Quand Pure sort en 1989, The Jesus Lizard utilise une boîte à rythme, qui sera remplacée dès la sortie de Head (1990) par le batteur Mac McNelly. Le groupe gagne ainsi en ampleur ce qu'il perd en rigidité de compositions. S'ensuivent Goat en 1991, Liar en 1992, et Down en 1994, des albums qui, outre la particularité anecdotique d'avoir un titre en quatre lettres - comme du reste ceux qui sortiront plus tard - gagnent de l'un à l'autre en intensité, pour finalement aboutir à Shot en 1996. Ce disque diffère pourtant de ses précédents, par la production d'abord, Steve Albini étant remplacé par GGGarth, dont le travail sur le son est moins sec (il a signé entre autres les enregistrements de certains disques de L7 et Rage Against The Machine, rock accessible à un plus large public, sans que cela ait une signification dénigrante pour son travail) et les compositions changent d'orientation : plus de finesse et de rigueur dans les arrangements, en conservant cependant l'énergie propre à l'essence du groupe.

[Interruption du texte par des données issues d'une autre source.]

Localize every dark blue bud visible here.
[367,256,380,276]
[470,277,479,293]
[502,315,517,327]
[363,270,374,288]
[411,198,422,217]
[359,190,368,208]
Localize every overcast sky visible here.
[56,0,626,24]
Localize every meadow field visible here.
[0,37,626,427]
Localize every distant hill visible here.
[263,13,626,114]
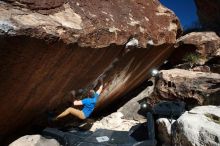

Les concerts donnés à cette période sont toujours aussi puissants et surprenants qu'auparavant, la rigueur des musiciens contrastant avec la folie de David Yow, dont l'anatomie intime est très bien connue de son public, le chanteur exhibant sans réserve son âme et son sexe sur scène. Mais le groupe et le public se lassent, et après un changement de batteur sort Blue en 1998, dernier album peu surprenant de cette formation mythique qui décide alors de se séparer.